3. Aux termes de l'article L. 101-2 du code de l'urbanisme dans sa version applicable en l'espèce : " Dans le respect des objectifs du développement durable, l'action des collectivités publiques en matière d'urbanisme vise à atteindre les objectifs suivants :1° L'équilibre entre : a) Les populations résidant dans les zones urbaines et rurales ;b) Le renouvellement urbain, le développement urbain maîtrisé, la restructuration des espaces urbanisés, la revitalisation des centres urbains et ruraux, la lutte contre l'étalement urbain ;c) Une utilisation économe des espaces naturels, la préservation des espaces affectés aux activités agricoles et forestières et la protection des sites, des milieux et paysages naturels ;(...) ". Aux termes de l'article L. 151-1 de ce code : " Le plan local d'urbanisme respecte les principes énoncés aux articles L. 101-1 à L. 101-3. /Il est compatible avec les documents énumérés à l'article L. 131-4 et prend en compte ceux énumérés à l'article L. 131-5. " L'article L. 151-8 de ce code prévoit que " Le règlement fixe, en cohérence avec le projet d'aménagement et de développement durables, les règles générales et les servitudes d'utilisation des sols permettant d'atteindre les objectifs mentionnés aux articles L. 101-1 à L. 101-3 ". Et l'article R. 123-8 du code de l'urbanisme, applicable aux plans locaux d'urbanisme dont la révision a été engagée avant le 1er janvier 2016 en vertu de l'article 12 du décret susvisé du 28 décembre 2015 précise que " Les zones naturelles et forestières sont dites " zones N ". Peuvent être classés en zone naturelle et forestière, les secteurs de la commune, équipés ou non, à protéger en raison : / a) Soit de la qualité des sites, milieux et espaces naturels, des paysages et de leur intérêt, notamment du point de vue esthétique, historique ou écologique ; / b) Soit de l'existence d'une exploitation forestière ; / c) Soit de leur caractère d'espaces naturels. (...) ".

4. D'une part, il appartient aux auteurs d'un plan local d'urbanisme de déterminer le parti d'aménagement à retenir pour le territoire concerné par ce plan local d'urbanisme, en tenant compte de la situation existante et des perspectives d'avenir, et de fixer en conséquence le zonage et les possibilités de construction.
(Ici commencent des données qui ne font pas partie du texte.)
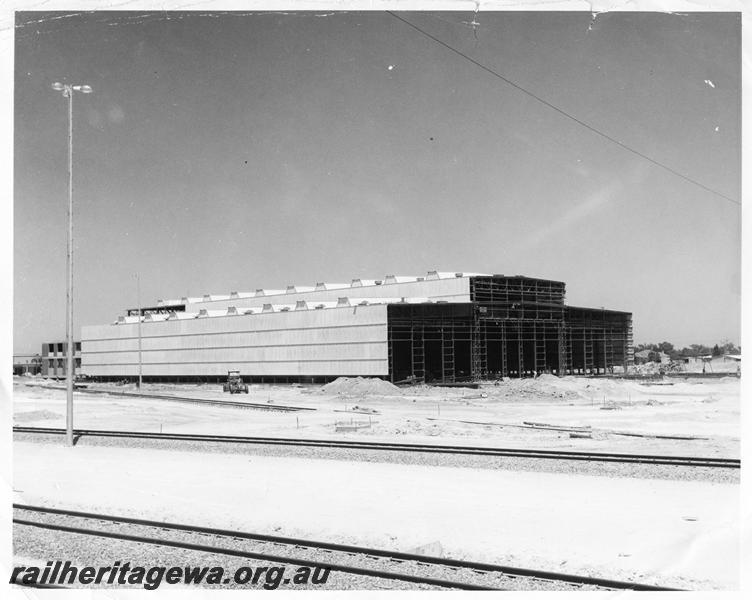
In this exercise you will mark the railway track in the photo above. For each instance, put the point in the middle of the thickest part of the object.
(354, 560)
(182, 399)
(685, 461)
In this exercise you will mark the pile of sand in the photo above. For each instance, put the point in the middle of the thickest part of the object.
(361, 386)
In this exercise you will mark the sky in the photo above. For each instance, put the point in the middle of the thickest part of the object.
(229, 152)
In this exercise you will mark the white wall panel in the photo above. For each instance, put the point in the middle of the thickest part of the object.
(337, 341)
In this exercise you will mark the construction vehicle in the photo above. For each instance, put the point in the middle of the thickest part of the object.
(235, 383)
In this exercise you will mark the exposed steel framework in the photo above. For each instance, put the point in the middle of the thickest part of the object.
(512, 327)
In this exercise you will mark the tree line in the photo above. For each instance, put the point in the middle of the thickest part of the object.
(691, 351)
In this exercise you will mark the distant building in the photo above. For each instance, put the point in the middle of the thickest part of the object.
(27, 364)
(54, 359)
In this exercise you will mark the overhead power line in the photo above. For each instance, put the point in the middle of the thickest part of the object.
(563, 112)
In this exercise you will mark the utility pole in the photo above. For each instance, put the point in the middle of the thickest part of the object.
(67, 91)
(138, 299)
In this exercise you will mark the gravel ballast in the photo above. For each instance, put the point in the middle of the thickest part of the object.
(88, 550)
(579, 467)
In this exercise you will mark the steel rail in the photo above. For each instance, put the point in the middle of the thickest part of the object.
(184, 399)
(579, 580)
(693, 461)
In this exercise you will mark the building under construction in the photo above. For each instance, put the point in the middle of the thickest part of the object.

Leur appréciation sur ces différents points ne peut être censurée par le juge administratif qu'au cas où elle serait entachée d'une erreur manifeste ou fondée sur des faits matériellement inexacts.

5. D'autre part, pour apprécier la cohérence exigée au sein du plan local d'urbanisme entre le règlement et le projet d'aménagement et de développement durables, il appartient au juge administratif de rechercher, dans le cadre d'une analyse globale le conduisant à se placer à l'échelle du territoire couvert par le document d'urbanisme, si le règlement ne contrarie pas les orientations générales et objectifs que les auteurs du document ont défini dans le projet d'aménagement et de développement durables, compte tenu de leur degré de précision. Par suite, l'inadéquation d'une disposition du règlement du plan local d'urbanisme à une orientation ou un objectif du projet d'aménagement et de développement durables ne suffit pas nécessairement, compte tenu de l'existence d'autres orientations ou objectifs au sein de ce projet, à caractériser une incohérence entre ce règlement et ce projet.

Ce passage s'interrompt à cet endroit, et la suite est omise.